Mentre pedalava, la curiosità fece capolino nella sua mente e nel suo cuore. Chi era quel bambino? E perché se ne andava tutto solo in bicicletta? I suoi genitori perché non stavano con lui? Ancora un paio di isolati e avrebbe raggiunto il negozio. Il bambino la seguiva: era allegro e provava piacere nel lasciare volentieri che il vento gli spettinasse e arruffasse i capelli.
Ilaria si voltò di nuovo. Un ciao detto con un tono di voce gentile, tenero e vivace la sorprese. Il bambino cambiava strada, si allontanava, e di lui non avrebbe più potuto sapere né il nome, né l’età, né dove stavano o che facevano i suoi genitori. Fu una stretta al cuore. Una sensazione di tristezza le pervase l’animo. Era lei la persona adulta che avrebbe dovuto prendersi cura in quel momento di quella creatura, perché il bambino a lei si era rivolta. Ma non aveva preso nessuna iniziativa, aveva solo acconsentito che lui la seguisse con la sua piccola bici da passeggio per un tratto di strada. Le saracinesche del negozio erano ancora chiuse. Poteva entrare nel bar e fare colazione.

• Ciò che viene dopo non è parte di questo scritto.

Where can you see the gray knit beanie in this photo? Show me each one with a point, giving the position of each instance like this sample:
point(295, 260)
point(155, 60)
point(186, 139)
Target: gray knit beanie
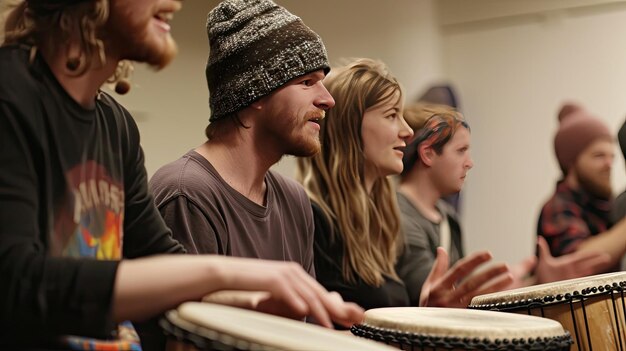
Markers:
point(256, 46)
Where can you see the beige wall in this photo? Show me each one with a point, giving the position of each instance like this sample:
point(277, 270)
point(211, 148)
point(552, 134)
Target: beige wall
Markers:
point(512, 61)
point(172, 109)
point(512, 73)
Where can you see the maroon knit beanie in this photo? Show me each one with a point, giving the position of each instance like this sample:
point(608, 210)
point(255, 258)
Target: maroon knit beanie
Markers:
point(577, 130)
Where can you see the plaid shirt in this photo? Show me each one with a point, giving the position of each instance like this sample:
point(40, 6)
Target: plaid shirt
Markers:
point(571, 216)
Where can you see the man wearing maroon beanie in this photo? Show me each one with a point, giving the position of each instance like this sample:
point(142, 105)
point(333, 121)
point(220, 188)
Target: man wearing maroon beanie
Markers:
point(576, 217)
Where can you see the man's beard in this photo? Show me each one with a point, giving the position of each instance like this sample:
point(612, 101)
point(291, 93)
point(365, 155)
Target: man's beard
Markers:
point(595, 187)
point(296, 144)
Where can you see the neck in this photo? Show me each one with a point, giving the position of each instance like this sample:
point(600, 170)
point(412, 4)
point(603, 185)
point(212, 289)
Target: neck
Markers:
point(240, 164)
point(84, 88)
point(422, 193)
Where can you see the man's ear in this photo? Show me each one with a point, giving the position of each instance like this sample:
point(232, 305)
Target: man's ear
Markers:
point(426, 154)
point(258, 105)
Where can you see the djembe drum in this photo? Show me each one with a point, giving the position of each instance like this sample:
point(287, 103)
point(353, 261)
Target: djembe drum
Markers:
point(427, 328)
point(592, 309)
point(197, 326)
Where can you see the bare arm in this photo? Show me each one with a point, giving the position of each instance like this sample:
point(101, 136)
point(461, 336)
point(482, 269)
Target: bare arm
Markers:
point(146, 287)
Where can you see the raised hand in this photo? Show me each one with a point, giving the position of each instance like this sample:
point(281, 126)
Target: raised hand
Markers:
point(456, 286)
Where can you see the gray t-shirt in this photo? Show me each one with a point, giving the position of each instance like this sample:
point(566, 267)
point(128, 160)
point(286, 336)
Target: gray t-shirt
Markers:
point(422, 237)
point(208, 216)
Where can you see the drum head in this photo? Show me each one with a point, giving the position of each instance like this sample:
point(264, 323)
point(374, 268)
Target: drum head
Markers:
point(240, 329)
point(555, 292)
point(469, 329)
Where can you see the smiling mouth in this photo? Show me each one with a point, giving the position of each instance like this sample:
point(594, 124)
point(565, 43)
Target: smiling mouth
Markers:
point(317, 119)
point(165, 17)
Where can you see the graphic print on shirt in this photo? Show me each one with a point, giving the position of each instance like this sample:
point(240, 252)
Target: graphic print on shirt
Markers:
point(89, 220)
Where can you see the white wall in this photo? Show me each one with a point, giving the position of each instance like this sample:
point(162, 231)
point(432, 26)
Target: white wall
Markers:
point(512, 62)
point(512, 73)
point(172, 106)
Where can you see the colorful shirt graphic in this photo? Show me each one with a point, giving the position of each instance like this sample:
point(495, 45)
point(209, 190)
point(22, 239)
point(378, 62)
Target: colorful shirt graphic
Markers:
point(90, 223)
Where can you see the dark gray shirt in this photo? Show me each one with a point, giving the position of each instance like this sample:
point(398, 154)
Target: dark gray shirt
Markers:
point(208, 216)
point(422, 238)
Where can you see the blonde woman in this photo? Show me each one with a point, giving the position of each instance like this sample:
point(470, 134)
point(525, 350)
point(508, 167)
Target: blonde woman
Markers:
point(359, 249)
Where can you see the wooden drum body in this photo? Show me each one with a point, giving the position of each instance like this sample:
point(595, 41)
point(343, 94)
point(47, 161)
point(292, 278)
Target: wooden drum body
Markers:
point(424, 328)
point(592, 309)
point(197, 326)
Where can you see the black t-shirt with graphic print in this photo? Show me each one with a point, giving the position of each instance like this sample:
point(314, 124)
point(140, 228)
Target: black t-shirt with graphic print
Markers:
point(73, 202)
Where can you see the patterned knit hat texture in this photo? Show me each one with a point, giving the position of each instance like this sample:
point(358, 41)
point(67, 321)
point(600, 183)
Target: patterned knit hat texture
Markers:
point(577, 130)
point(256, 46)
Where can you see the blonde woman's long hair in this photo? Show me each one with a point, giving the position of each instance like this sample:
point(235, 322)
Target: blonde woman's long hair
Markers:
point(53, 23)
point(368, 223)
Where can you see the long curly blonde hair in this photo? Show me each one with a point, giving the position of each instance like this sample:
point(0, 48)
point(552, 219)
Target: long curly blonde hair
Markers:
point(369, 223)
point(50, 23)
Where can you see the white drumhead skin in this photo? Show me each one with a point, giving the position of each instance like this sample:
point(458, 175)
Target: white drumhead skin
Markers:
point(271, 331)
point(555, 288)
point(457, 322)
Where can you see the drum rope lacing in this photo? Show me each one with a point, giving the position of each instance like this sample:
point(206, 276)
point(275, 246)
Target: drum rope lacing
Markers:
point(571, 299)
point(421, 342)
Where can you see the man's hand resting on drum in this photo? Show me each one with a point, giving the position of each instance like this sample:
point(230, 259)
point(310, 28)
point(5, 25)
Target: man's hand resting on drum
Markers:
point(455, 287)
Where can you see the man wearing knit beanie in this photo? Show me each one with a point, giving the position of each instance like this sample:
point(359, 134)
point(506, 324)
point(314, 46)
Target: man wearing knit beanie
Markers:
point(576, 217)
point(264, 73)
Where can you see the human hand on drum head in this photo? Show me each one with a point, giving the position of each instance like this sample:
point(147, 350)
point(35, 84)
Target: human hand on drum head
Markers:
point(573, 265)
point(290, 292)
point(456, 286)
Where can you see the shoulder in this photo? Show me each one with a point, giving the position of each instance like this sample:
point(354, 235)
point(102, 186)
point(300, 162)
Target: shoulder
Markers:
point(447, 209)
point(288, 187)
point(21, 80)
point(186, 176)
point(560, 203)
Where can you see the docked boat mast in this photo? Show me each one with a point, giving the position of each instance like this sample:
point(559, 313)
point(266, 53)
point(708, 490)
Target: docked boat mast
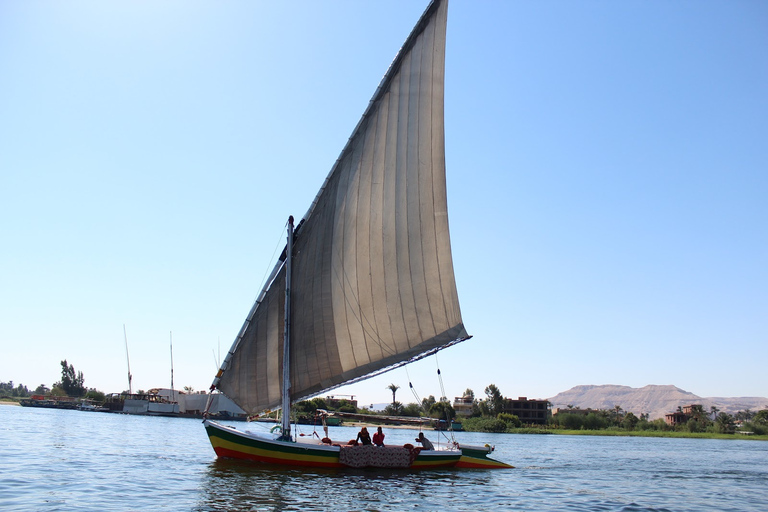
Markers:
point(286, 424)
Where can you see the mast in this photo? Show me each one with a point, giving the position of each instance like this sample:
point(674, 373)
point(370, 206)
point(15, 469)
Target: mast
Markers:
point(286, 390)
point(173, 394)
point(130, 390)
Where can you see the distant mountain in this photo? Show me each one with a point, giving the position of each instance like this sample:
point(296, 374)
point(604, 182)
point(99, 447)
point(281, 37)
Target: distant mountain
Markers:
point(652, 399)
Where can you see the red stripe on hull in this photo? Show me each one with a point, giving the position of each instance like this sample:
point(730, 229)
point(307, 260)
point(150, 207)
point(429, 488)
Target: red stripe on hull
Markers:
point(233, 454)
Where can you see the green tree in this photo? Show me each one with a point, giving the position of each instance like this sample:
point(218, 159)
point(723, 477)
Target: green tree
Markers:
point(71, 382)
point(96, 395)
point(630, 421)
point(412, 410)
point(724, 423)
point(443, 410)
point(394, 409)
point(510, 419)
point(494, 400)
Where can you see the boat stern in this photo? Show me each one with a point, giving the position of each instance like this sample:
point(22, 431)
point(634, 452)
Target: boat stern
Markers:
point(476, 457)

Forse avrebbe potuto invitare quel bambino a entrare nel bar e offrirgli un bicchiere di latte e una pasta. Per tutto il giorno quello strano incontro la turbò. Ma non ne parlò con nessuno. Nemmeno con la sua collega, che era mamma di due bambini. Forse sarebbe stata la persona adatta a cui accennare di quel bambino da solo in bicicletta che si era avvicinato a lei: la sensibilità di una madre poteva comprendere meglio qualcosa e diventare complice di quella sensazione di malinconia, che le aveva trasmesso quel ragazzino sconosciuto, solo, su una piccola bici da passeggio, in mezzo a un traffico anonimo, quella mattina d’autunno insolitamente rallegrata dal sole.


Sono legato a te

Sono legato a te
come la nuvola al cielo,
come la luce al sole.
E né vento, né tenebra
ci separeranno mai!


In un mare profondo

In un mare profondo
m’immergo felice!
Dentro i tuoi occhi
– qualcosa mi dice –
vi si trova tutto l’amore del mondo!
E tu me lo trasmetti
in ogni cosa che vedi,
che senti, che tocchi!


È bastata una carezza

Il mio cuore:
un abisso di miseria,
dall’inquietudine e dall’oscurità
insidiato, tradito, violato.
Poi sei comparsa tu.
È bastata… una carezza.
Restituendomi della vita
il profumo, il battito, la bellezza.